Reading ‘The Clock’


I recently visited The Power Plant gallery in Toronto, to experience an installation called The Clock. And it was pretty woo-woo crazy. I’m no philosopher and the experience of the thing sort of broke my brain, but I shall try to describe it as a 24-hour-long video in which each minute of the day is depicted in film (sometimes from Hollywood, sometimes from obscure Japanese art films, and all sorts in between). For instance: it shows 2:56pm on your wrist-watch? Then The Clock will be showing a minute of film that features a watch or clock set at 2:56pm. It was, as this review suggests, a project that freakishly “dismantled” my experience of time. And so I tried to make sense of it in my notebook as I watched for an hour one Saturday afternoon. Problem is, I was writing in the dark during an experience that “dismantled” my understanding of the world around me. So unlike when I review notes taken at a concert or play review, and can sort of piece together what I wrote, the notes I took at The Clock are, upon review, totally whack. What follows is my attempt to make sense of the scribbles in my notebook during that time-warpy, mind-melty hour of film.


TNY- Time Passing- The Clock * I have no idea what this was referring to. Maybe The New Yorker? Was I supposed to go back and reread the piece about it in The New Yorker?
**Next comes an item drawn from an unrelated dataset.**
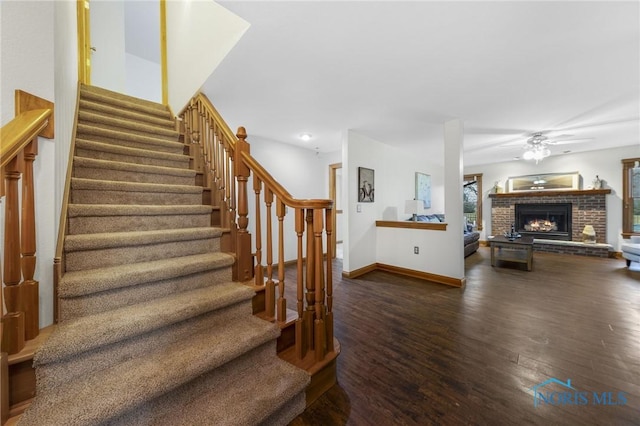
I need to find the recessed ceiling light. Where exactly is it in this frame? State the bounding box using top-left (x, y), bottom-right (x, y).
top-left (299, 133), bottom-right (312, 142)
Denzel, Beatrix, as a movie montage *I really need to start learning to write in complete sentences when taking notes on shizz like this…

Matt Damon is so young! *Yes!?

Fluidity, ethnicity, seamless *I feel like I may have really been on to something here.
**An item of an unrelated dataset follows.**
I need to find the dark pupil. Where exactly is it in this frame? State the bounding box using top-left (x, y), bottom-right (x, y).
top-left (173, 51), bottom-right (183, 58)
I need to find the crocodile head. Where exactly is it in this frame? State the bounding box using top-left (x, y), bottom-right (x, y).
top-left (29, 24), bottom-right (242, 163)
Bundle profs fall on rhythm, chess review *Do you think I have the beginnings of a great psychedelic novel, maybe?

Bruce Willis multiple roles *Well, that’s true. He was in it A LOT in the hour between 4-5.

Tension with sound, rhythm *Ooh, I do remember that: Marclay managed to create real emotional swells of tension and release by manipulating the audio levels with overlays.
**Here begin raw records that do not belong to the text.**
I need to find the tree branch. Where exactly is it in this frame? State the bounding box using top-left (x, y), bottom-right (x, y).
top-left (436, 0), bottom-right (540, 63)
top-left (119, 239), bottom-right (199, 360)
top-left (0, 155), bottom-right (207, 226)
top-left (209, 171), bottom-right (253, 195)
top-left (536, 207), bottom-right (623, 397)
Other kinds of clocks *Yes! What ABOUT other kinds of clocks? Later in the film, I did experience a minute of a film depicting ancient Indian royalty and their hoarding of elaborate and strange-looking clocks.

Fold time in upon itself… happens to the wrinkle… are we at the end or the beginning? *Yeahhhh. I don’t know. I’m pretty sure that was a quote.
Wild West *No arguing with that.
Usually see art to take you out of time, but this makes you hyper-aware of how much time was spent watching, how much in line, pushes you to consider time investment in art. *Good work, me!
Boobs— art — complicated but quite simple. “I think I like it.” Comment on ‘viewing’ art. *Oh yes, I remember this! The film clip showed a man in a gallery considering very pornographic-looking pictures of nude women, but reacting to them as if they were high art.
Forward and backward- 43 then 42 THEN 44? *I am still not sure whether this happened or not, but it seemed as though he may have (on purpose?) skipped back and forth with a few minutes in the 40s. Can’t confirm, but makes my brain loopy to think about it.
Miss Marple I just saw! *I’d just watched an obscure episode of Miss Marple the night before, and it was in The Clock… but I suppose odds are you will end up seeing a clip of some movie you’ve watched recently since there are just so dang many of them and taken from such a variety of sources. Still. Miss Marple! As Art! Best ever!
When time comes up in movies, it’s usually a moment of crisis *There were an awful lot of nigh-explosion situations in The Clock. It’s all about timing!
Steve Martin has to catch a plane, but his boss is taking a really long time to look at art. Time is power. *Must look into what movie that was, it seemed pretty great. And so tense with so little going on.
Anxious after first 10 mins, then ease into the flow *I will admit I was quite antsy for the first 10 or 15 minutes of watching it, but then I relaxed and got totally caught up the experience, not even questioning why the things being shown to me were being shown, but rather accepting them and letting them wash over me as though they had meaning. Like being hypnotized, or watching a montage, assuming that there would be a “point” at the end.
In conclusion: I must remember to write full sentences when taking notes in the dark at bizarre mind-altering art experiences. Yeesh!